ICD-10-CM Q99.812 is the diagnosis code for Usher syndrome, type 2. This code falls under the section "Chromosomal abnormalities, not elsewhere classified" within Chapter 17 — Congenital malformations, deformations and chromosomal abnormalities (Q00-QA0). It is a billable/specific ICD-10-CM code that can be used to indicate a diagnosis for reimbursement purposes. Medical coders and healthcare providers use this code to document and classify diagnoses in electronic health records, insurance claims, and clinical databases.
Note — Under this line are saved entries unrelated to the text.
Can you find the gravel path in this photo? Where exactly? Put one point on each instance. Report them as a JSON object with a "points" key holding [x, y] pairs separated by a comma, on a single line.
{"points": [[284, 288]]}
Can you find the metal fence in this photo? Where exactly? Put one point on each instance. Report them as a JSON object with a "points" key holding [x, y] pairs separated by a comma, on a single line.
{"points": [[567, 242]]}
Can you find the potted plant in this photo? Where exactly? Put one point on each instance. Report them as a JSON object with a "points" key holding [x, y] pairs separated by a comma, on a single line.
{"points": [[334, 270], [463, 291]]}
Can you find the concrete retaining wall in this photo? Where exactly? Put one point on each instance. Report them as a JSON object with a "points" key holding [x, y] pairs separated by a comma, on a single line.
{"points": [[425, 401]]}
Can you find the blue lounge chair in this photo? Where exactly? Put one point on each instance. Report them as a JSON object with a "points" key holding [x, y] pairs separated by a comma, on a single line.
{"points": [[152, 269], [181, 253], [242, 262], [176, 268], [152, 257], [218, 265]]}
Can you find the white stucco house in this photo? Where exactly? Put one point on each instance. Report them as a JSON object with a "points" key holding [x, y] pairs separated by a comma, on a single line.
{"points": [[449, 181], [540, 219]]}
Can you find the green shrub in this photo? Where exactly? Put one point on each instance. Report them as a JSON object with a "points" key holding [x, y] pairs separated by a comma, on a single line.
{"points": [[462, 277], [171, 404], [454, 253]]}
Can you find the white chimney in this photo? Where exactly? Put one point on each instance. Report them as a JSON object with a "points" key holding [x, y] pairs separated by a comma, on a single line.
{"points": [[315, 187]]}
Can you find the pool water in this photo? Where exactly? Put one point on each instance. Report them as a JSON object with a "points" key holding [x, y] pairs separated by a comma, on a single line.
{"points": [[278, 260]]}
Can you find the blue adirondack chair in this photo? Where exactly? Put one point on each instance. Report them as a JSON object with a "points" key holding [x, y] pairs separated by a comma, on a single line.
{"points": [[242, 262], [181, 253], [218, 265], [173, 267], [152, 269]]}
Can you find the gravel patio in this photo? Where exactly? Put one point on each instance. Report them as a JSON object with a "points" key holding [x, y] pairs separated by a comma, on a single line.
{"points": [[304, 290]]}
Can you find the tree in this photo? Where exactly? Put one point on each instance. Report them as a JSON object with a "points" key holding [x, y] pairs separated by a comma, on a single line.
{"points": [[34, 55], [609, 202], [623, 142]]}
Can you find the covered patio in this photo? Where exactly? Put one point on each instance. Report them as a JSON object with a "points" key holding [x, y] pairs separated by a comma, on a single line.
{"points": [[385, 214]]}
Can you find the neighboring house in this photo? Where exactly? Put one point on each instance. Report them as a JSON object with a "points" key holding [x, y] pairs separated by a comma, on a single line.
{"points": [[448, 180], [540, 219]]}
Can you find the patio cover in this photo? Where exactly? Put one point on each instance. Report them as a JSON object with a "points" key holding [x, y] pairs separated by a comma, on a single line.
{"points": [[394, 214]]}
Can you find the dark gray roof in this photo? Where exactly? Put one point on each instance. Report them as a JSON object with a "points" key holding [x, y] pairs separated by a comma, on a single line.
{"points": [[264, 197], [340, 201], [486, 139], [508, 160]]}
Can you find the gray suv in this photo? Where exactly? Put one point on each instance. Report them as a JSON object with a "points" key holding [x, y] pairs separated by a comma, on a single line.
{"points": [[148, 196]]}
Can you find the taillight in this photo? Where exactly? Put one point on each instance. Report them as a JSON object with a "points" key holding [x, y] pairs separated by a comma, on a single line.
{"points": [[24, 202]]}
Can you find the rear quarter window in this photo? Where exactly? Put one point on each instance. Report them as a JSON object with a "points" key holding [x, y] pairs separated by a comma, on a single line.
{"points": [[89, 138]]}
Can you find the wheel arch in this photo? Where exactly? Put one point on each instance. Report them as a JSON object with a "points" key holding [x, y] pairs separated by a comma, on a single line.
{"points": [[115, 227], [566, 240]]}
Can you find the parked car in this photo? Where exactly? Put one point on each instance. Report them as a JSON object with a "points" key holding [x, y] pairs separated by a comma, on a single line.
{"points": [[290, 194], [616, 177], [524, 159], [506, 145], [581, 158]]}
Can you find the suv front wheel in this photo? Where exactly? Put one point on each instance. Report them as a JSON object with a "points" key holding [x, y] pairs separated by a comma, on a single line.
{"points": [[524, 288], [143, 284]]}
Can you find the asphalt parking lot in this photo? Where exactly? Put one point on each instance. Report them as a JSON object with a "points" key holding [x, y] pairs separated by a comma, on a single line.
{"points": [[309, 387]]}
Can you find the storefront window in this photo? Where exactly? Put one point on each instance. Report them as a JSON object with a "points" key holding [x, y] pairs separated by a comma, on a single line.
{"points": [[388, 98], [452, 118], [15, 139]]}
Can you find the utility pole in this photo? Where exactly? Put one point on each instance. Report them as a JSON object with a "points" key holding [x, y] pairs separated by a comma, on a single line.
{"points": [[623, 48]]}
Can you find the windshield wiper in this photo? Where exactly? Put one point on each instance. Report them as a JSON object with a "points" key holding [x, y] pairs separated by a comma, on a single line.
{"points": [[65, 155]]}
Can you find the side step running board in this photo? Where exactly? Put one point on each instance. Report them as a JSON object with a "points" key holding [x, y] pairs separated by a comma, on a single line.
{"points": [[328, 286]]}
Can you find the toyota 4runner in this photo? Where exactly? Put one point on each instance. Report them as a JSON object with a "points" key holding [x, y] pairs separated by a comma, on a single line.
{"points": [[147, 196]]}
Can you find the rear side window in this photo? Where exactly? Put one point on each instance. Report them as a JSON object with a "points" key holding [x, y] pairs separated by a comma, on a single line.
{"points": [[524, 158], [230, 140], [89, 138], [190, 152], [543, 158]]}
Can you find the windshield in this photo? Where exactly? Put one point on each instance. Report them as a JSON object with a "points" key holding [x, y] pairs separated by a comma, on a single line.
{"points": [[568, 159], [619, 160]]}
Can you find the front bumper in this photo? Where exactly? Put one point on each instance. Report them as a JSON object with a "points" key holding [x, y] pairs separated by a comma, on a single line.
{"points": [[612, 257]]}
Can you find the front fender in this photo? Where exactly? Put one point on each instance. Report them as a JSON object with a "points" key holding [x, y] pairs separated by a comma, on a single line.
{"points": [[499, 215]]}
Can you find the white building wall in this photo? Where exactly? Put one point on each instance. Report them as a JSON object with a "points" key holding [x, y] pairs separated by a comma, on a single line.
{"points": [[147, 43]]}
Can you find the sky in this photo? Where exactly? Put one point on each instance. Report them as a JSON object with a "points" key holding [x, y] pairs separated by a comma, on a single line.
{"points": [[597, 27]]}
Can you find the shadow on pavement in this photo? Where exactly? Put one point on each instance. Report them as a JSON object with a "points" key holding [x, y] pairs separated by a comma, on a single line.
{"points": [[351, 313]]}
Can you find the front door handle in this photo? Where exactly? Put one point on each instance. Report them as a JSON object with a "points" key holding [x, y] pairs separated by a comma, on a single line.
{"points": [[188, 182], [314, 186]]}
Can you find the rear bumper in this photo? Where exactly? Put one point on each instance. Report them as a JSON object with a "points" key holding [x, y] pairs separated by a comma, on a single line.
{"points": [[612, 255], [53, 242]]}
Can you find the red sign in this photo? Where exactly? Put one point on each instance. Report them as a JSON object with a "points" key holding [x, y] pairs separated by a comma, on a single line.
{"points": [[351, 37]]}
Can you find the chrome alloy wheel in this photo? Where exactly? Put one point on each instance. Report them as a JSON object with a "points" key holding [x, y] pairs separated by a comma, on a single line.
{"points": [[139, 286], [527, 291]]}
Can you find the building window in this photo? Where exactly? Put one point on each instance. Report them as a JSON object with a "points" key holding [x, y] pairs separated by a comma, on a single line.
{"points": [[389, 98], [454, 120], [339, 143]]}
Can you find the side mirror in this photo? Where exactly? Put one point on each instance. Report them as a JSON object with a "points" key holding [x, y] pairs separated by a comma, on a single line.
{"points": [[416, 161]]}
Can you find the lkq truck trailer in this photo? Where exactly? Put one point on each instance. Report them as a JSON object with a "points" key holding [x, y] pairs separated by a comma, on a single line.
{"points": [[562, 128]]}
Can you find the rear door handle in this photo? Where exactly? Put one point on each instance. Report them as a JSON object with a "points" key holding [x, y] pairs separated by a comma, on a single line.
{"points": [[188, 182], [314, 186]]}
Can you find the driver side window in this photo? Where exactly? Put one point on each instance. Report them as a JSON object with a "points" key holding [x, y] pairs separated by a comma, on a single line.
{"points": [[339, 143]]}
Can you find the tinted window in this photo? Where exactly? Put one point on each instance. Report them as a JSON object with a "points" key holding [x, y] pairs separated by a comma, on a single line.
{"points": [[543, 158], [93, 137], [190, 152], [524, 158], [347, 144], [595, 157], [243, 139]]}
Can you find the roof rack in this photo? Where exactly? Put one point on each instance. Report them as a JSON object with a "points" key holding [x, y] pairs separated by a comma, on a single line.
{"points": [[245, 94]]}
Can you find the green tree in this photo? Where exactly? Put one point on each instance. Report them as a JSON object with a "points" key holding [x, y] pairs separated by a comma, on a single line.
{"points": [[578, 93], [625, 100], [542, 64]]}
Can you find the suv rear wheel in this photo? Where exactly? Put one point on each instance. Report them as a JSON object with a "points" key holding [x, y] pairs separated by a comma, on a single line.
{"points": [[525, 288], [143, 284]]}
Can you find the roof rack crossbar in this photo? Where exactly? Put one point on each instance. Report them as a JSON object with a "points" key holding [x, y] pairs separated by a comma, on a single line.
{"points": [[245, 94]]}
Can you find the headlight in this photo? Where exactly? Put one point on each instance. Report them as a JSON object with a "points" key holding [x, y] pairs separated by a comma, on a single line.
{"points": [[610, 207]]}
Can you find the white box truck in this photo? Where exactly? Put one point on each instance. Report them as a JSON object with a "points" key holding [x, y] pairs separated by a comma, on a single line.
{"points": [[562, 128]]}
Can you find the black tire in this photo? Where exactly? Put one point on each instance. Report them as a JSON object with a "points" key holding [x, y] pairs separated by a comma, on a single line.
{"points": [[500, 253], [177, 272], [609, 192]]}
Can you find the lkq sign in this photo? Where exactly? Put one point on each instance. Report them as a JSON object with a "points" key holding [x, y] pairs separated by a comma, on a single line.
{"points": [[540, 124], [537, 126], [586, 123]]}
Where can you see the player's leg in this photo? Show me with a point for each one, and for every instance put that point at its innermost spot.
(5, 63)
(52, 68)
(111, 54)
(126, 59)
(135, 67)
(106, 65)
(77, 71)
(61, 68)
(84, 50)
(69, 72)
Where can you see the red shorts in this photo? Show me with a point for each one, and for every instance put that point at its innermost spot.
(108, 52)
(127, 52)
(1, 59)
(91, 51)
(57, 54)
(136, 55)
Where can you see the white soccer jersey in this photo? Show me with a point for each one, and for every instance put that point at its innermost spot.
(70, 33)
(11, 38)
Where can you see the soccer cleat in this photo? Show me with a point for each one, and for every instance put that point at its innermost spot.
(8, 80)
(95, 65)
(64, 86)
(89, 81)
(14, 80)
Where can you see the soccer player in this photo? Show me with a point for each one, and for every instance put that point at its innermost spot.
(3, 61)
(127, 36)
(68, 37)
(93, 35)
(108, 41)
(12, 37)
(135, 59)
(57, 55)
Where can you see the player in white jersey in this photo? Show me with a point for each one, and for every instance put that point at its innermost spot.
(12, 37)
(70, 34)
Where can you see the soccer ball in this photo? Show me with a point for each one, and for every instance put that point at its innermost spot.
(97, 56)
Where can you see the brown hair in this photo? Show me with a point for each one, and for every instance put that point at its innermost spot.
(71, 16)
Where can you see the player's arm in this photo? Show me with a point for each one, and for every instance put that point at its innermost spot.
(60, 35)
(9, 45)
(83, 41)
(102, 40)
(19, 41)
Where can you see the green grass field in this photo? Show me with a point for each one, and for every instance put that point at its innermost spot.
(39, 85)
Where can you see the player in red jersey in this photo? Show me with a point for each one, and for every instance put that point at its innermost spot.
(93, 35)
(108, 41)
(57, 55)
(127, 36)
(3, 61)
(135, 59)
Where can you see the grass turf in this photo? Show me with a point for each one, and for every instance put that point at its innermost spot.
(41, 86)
Always refer to the official ICD-10-CM Tabular List for complete coding guidelines. Ensure documentation supports the specificity of the code selected. When in doubt, consult a certified medical coder or the latest CMS guidelines.
Understanding where Q99.812 sits in the ICD-10-CM classification helps ensure proper coding:
Yes, Q99.812 is a billable/specific ICD-10-CM code that can be used to indicate a diagnosis for reimbursement purposes.
Q99.812 is the ICD-10-CM diagnosis code for "Usher syndrome, type 2". It is used by healthcare providers to classify and document this condition in medical records and insurance claims.
The parent code of Q99.812 is Q99.81 ("Usher syndrome"). Q99.812 provides a more specific classification within this category.
Q99.812 is located in Section Q90-Q99 — "Chromosomal abnormalities, not elsewhere classified" within Chapter 17 of the ICD-10-CM Tabular List.
Use Q99.812 when the patients documented diagnosis matches "Usher syndrome, type 2" and the clinical documentation supports this level of specificity. Always verify with the latest ICD-10-CM guidelines and payer requirements.
The ICD-10-CM code for Usher syndrome, type 2 is Q99.812.
Yes, Q99.812 can be used as a primary diagnosis code since it is billable and specific.
Q99.812 is in Chapter 17 of the ICD-10-CM Tabular List.
Yes, Q99.812 is a valid ICD-10-CM code for the 2026 fiscal year, subject to official CMS updates.